Cessioni e liberazioni di pigioni e di fitti

Dispositivo dell'art. 2918 Codice civile

Le cessioni e le liberazioni di pigioni e di fitti non ancora scaduti per un periodo eccedente i tre anni non hanno effetto in pregiudizio del creditore pignorante e dei creditori che intervengono nell'esecuzione [498 c.p.c. ss.], se non sono trascritte anteriormente al pignoramento.
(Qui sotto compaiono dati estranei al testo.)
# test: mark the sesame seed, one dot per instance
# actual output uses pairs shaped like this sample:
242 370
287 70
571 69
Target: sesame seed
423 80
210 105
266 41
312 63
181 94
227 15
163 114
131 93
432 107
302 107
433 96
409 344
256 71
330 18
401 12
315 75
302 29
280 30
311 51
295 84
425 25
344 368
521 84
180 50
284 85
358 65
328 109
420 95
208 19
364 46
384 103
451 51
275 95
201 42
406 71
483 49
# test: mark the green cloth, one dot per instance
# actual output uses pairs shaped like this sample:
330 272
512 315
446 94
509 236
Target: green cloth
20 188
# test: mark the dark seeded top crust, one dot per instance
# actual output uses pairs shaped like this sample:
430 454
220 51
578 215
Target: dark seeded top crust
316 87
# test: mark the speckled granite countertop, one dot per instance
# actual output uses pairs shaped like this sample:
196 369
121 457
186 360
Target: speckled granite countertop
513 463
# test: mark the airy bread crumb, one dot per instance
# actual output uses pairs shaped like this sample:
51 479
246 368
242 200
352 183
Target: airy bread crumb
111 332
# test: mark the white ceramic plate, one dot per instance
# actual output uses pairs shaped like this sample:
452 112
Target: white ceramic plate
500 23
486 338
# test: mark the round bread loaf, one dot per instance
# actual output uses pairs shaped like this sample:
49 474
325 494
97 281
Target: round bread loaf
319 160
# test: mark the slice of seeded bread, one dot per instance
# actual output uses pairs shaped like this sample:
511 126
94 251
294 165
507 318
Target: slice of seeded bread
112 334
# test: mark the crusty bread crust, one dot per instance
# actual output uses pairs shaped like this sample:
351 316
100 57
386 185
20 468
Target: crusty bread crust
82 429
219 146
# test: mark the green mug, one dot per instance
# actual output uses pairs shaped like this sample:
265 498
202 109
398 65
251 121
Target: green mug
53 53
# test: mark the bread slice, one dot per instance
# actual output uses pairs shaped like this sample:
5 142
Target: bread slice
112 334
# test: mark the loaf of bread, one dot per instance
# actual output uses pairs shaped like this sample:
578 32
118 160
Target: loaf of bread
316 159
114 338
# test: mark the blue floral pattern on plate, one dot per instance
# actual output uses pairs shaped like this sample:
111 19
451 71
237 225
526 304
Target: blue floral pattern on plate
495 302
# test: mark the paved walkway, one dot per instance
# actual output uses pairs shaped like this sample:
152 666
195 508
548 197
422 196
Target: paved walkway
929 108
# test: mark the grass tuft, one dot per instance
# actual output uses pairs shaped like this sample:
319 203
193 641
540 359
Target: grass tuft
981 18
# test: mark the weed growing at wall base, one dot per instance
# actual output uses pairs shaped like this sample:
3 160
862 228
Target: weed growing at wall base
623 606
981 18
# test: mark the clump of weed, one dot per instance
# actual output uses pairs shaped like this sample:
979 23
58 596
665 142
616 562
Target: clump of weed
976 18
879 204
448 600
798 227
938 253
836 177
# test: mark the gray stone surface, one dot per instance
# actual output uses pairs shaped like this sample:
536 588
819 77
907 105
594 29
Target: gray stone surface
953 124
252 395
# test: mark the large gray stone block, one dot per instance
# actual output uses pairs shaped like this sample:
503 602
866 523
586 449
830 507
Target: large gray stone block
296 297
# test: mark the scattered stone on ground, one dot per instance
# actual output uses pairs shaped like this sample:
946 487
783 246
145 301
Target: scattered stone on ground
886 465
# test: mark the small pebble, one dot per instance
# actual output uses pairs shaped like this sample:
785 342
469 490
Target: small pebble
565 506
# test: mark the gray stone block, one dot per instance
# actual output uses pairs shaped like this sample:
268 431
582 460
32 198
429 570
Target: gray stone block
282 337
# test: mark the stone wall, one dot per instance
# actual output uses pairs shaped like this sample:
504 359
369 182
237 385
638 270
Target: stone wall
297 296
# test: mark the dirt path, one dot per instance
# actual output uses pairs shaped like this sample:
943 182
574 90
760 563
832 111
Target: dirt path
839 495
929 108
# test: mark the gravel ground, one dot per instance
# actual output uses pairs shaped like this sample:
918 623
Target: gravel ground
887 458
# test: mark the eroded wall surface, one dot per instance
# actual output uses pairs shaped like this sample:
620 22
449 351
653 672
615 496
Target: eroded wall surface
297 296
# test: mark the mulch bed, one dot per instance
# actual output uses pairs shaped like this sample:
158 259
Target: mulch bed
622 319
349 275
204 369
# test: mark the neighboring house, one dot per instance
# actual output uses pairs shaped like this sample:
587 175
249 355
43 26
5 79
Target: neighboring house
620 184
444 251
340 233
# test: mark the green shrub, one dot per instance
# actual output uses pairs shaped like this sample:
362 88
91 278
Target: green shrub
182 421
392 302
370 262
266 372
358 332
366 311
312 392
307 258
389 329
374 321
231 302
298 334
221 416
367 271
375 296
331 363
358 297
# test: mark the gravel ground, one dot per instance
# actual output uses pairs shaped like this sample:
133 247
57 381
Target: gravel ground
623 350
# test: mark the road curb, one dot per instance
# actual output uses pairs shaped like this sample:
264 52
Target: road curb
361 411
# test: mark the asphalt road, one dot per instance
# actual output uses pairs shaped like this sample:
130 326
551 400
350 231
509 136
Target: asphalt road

Le cessioni e le liberazioni per un tempo inferiore ai tre anni e le cessioni e le liberazioni superiori ai tre anni non trascritte non hanno effetto, se non hanno data certa [2704] anteriore al pignoramento e, in ogni caso, non oltre il termine di un anno dalla data del pignoramento (1).

Note

(1) La presente disposizione richiama espressamente il n. 9 dell'art. 2643, il quale dispone l'obbligatoria trascrizione di eventuali cessioni e liberazioni in relazione a pigioni e fitti, che si sviluppino oltre un triennio. Se la liberazione o la cessione sono state effettuate per un periodo eccedente i tre anni e non sono state soggette a trascrizione, potranno essere opposte soltanto entro i limiti di un triennio, se tuttavia questo risulta già trascorso, potranno essere opposte esclusivamente nei limiti dell'anno in corso in riferimento al giorno del trasferimento.

Ratio Legis

La norma in esame conclude la serie di disposizioni iniziata all'art. 2913, al fine di garantire la certezza del diritto e soprattutto evitare che, una volta effettuata la trascrizione del pignoramento ex art. 2643, il debitore possa porre in essere degli atti di trasferimento o di disposizione del bene sottoposto ad esecuzione, in tal modo vanificandola. Si sottolinea così che qualsiasi atto relativo al bene sottoposto a pignoramento deve avere data certa anteriore alla trascrizione del medesimo, altrimenti non potrà essere opposto in alcun modo al creditore pignorante.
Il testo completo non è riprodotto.